Prévu à Tankpè, ce meeting devait permettre aux élus du parti Les Démocrates de rendre compte de leur action parlementaire aux militants et aux citoyens. Cependant, un important dispositif sécuritaire a été déployé, empêchant l’événement d’avoir lieu. Selon les autorités locales, la décision d’interdiction s’expliquerait par le non-respect de certaines formalités administratives.
Une version que réfutent fermement les organisateurs. « Nous avons rempli toutes les formalités et les conditions qu’exige la loi », a déclaré le secrétaire national à la communication du parti, Dr Guy Dossou Mitokpè. Il affirme que cette interdiction s’inscrit dans une série de restrictions dont le parti serait victime à travers le pays.
Ce n’est pas la première fois que Les Démocrates dénoncent des entraves à leur activité politique. Selon Guy Mitokpè, plusieurs tentatives de meetings et de rencontres avec les militants ont été empêchées ces derniers mois dans différentes localités du pays, notamment à N’Dali et dans les Aguégués.

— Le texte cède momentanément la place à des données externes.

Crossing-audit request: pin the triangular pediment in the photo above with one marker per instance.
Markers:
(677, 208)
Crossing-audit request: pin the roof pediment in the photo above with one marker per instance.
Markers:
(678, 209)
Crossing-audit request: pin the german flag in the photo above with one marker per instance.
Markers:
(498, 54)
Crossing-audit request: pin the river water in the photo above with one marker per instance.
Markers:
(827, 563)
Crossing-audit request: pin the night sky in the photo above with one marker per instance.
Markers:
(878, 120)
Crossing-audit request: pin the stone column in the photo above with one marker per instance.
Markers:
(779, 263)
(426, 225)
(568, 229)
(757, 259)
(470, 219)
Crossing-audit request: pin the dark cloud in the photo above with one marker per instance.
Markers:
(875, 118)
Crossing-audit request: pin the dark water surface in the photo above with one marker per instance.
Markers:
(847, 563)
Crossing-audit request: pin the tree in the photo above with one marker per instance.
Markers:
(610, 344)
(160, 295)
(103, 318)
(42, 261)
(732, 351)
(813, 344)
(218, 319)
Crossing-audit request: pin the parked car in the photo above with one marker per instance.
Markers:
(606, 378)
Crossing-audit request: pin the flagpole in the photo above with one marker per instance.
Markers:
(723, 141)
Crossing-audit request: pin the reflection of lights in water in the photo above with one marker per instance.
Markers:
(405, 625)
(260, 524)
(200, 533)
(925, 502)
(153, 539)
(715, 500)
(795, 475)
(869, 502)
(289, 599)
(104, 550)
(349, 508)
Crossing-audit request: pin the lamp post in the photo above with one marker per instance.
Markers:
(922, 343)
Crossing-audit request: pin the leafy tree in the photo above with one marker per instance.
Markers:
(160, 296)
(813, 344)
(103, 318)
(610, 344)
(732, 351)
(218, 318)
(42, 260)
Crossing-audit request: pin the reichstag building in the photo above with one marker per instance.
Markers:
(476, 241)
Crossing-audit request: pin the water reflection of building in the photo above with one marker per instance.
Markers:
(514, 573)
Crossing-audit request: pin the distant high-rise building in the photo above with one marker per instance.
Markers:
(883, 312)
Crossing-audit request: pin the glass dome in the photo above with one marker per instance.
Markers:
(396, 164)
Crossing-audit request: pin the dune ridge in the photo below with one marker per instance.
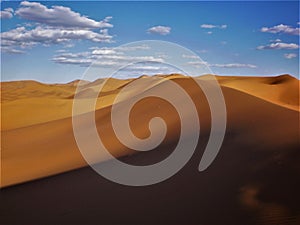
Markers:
(36, 127)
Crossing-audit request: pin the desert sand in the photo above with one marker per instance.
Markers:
(37, 137)
(255, 172)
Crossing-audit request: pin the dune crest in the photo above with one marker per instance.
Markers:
(36, 129)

« Ce qui s’est passé à Tankpè n’est qu’un test pour voir si, après avoir scrupuleusement suivi les procédures, on nous empêcherait encore d’exercer nos droits politiques », a-t-il expliqué. Le parti estime que cette situation est une atteinte à la démocratie et un signal inquiétant pour le pluralisme politique au Bénin.
L’interdiction du meeting de Tankpè relance le débat sur l’ouverture de l’espace politique au Bénin. Si les autorités évoquent des motifs administratifs, l’opposition y voit une volonté de limiter son influence et son rayonnement auprès de la population.
« Nous allons vous demander de rester mobilisés. Ce combat ne fait que commencer », a lancé le député Antonin Modofi Hounga à ses partisans.
Face à cette situation, le parti Les Démocrates pourrait chercher à porter l’affaire devant les juridictions compétentes ou à saisir les instances internationales pour alerter sur l’état de la démocratie béninoise.
L’incident de Tankpè illustre une nouvelle fois les tensions persistantes autour de l’exercice des libertés politiques au Bénin. Alors que Les Démocrates dénoncent un verrouillage progressif de l’espace démocratique, cette situation soulève des interrogations sur l’accès des partis d’opposition à l’espace public. À l’approche des prochaines échéances électorales, la question de l’équité et du respect des droits politiques reste un enjeu majeur pour la consolidation démocratique du pays.